The name is now used as an email service launched by Perfect World, a multi-billion dollar company based in Beijing.
Based on the sales history of domains containing “88”, plus the fact that two-number .COM’s are considered to be seven-figure assets in general, this would certainly be a mammoth sale. It could even break the record that Voice.com ($30 million) set as the world’s largest domain sale.
Unfortunately, a sales price hasn’t been confirmed, so it cannot be charted.
Another short domain that was acquired by an end user. I reported the sale of LT.com in September after the name moved ownership.
The domain was sold by Telepathy Inc, a domain portfolio company owned and operated by Nat Cohen, who values his collection of domains highly.
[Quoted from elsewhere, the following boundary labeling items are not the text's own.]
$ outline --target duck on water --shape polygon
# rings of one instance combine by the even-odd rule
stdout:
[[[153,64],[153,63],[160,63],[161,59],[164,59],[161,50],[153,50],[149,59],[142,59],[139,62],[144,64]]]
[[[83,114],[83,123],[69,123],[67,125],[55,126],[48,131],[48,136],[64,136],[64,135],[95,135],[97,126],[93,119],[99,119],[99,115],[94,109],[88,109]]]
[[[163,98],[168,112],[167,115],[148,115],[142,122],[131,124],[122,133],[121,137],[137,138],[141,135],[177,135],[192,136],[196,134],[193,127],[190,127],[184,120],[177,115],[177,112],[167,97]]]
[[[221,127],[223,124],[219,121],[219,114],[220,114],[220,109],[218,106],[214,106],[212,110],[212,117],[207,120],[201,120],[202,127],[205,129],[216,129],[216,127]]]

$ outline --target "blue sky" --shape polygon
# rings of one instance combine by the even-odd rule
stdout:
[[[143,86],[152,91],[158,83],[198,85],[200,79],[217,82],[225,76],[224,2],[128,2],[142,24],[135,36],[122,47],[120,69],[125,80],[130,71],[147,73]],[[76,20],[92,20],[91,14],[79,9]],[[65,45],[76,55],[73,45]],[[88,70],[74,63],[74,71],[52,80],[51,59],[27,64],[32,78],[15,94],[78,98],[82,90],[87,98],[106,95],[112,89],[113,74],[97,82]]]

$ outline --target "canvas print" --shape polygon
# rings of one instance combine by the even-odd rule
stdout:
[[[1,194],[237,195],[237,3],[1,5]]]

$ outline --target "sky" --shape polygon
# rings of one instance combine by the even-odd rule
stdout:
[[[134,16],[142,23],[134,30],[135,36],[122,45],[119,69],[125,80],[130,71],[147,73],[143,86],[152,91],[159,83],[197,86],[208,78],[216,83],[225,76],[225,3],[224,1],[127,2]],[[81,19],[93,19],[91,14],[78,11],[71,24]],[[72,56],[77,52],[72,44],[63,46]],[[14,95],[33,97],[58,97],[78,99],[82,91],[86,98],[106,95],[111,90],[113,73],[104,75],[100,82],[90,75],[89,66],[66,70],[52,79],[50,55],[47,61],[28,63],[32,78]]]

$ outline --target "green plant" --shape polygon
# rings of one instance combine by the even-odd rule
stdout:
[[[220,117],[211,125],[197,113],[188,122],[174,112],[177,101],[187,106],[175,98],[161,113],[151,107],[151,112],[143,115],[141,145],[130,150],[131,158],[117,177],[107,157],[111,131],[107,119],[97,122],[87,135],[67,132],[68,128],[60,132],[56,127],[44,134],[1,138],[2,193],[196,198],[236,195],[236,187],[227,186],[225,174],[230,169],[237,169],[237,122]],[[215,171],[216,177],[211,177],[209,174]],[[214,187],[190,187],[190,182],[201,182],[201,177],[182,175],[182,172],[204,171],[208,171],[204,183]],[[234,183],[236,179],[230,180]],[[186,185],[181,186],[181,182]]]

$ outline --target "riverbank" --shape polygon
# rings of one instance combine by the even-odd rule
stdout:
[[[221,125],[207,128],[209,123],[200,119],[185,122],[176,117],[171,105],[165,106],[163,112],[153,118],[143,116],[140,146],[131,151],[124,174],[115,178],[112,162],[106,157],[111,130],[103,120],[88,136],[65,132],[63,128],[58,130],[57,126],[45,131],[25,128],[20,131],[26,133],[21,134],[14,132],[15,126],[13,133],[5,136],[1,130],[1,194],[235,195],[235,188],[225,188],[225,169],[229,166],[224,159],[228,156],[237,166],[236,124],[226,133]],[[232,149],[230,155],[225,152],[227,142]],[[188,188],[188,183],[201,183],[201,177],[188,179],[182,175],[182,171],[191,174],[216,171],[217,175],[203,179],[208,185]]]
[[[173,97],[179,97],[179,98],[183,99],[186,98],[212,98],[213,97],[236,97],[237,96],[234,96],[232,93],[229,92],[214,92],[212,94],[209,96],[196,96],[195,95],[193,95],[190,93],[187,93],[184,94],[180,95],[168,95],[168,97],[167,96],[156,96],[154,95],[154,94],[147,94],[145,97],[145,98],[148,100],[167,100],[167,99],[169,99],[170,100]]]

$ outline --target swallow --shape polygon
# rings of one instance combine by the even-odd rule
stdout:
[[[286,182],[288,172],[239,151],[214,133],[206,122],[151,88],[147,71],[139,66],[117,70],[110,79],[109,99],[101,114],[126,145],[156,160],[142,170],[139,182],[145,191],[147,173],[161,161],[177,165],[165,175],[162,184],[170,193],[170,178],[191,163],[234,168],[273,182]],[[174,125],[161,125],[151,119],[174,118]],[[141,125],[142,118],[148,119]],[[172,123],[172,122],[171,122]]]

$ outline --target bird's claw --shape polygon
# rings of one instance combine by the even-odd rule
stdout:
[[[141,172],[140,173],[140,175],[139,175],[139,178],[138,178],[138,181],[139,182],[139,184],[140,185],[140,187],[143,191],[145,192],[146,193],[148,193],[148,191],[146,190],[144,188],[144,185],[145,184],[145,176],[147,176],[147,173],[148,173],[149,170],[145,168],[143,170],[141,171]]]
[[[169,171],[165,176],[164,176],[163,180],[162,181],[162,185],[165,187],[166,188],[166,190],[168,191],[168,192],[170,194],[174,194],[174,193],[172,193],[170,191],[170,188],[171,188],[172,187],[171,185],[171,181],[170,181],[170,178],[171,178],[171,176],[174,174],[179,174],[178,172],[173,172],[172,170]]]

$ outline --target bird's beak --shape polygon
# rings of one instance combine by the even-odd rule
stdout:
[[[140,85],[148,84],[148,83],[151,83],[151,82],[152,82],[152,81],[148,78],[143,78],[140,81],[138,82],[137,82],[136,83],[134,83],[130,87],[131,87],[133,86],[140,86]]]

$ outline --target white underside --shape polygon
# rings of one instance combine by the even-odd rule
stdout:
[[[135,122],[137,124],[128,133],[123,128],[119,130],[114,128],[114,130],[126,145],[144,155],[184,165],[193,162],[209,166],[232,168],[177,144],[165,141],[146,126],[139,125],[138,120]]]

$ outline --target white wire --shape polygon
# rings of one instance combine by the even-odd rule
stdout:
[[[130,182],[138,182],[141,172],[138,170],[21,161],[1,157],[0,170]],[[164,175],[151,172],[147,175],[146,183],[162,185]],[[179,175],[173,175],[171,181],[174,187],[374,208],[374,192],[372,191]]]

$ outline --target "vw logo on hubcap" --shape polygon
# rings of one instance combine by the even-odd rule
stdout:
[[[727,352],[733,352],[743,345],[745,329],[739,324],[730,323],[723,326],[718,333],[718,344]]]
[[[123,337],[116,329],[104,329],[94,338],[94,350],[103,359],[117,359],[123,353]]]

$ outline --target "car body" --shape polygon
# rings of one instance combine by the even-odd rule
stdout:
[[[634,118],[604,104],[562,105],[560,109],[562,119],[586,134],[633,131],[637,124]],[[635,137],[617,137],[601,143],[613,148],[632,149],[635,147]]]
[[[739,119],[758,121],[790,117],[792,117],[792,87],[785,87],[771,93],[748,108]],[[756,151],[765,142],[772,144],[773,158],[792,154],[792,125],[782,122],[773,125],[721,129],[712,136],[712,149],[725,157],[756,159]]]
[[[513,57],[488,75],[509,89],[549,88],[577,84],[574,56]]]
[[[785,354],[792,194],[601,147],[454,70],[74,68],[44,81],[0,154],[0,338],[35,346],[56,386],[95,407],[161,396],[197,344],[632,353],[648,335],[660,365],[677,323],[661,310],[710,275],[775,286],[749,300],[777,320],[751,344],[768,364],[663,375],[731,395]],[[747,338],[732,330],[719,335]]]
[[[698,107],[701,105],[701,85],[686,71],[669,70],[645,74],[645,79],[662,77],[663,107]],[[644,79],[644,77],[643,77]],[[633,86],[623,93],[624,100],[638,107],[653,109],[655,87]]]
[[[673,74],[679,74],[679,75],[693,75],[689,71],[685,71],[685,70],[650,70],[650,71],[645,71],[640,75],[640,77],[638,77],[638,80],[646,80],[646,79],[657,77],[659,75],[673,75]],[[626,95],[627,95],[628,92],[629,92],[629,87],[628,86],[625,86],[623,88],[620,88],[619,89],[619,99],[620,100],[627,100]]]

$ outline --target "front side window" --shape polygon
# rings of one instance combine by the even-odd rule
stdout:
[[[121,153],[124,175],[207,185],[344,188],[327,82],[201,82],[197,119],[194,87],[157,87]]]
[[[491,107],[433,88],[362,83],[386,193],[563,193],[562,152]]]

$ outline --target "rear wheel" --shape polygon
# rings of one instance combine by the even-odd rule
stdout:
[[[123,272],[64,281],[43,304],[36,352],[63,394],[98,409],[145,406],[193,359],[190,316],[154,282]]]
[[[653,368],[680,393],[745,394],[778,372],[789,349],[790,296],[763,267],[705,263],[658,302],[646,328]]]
In the past, for example, he’s sold names such as OFO.com for seven-figures, and DCC.com for $198,000.
LT.com was acquired by LeTou, a global gaming brand that operates predominantly in the Asian market.
Two-letter .COM domains in general have a high value thanks to their scarcity and numerous potential uses. We know for a fact that LT.com sold for a seven-figure fee as the broker in the transaction, George Hong of GUTA, tweeted to confirm this:
Just sold https://t.co/JOW2OKYEsC for seven figures. Congrats to buyer and seller! @domainarts
— George Hong (@DomainMaster) September 9, 2020
No specific price has been revealed, however, so the name cannot be charted.
Another sale I covered is that of Uno.com, which was sold by Hostgator founder Brent Oxley. The domain was acquired by an unknown entity, but I had confirmation from Brent that this name sold for a seven-figure fee.
Brent confirmed to me that the name sold “on a long-term finance deal,” possibly signifying that this is a name that is being paid for in installments over an extended period of time.
While the name has been confirmed as being sold for a seven-figure fee, we can’t chart this domain firstly because further details, such as the exact sales price, haven’t been revealed. Secondly, even if we did know the sales price, the long-term finance deal would mean that the name would only have charted at DNJournal once the name had been paid for in full.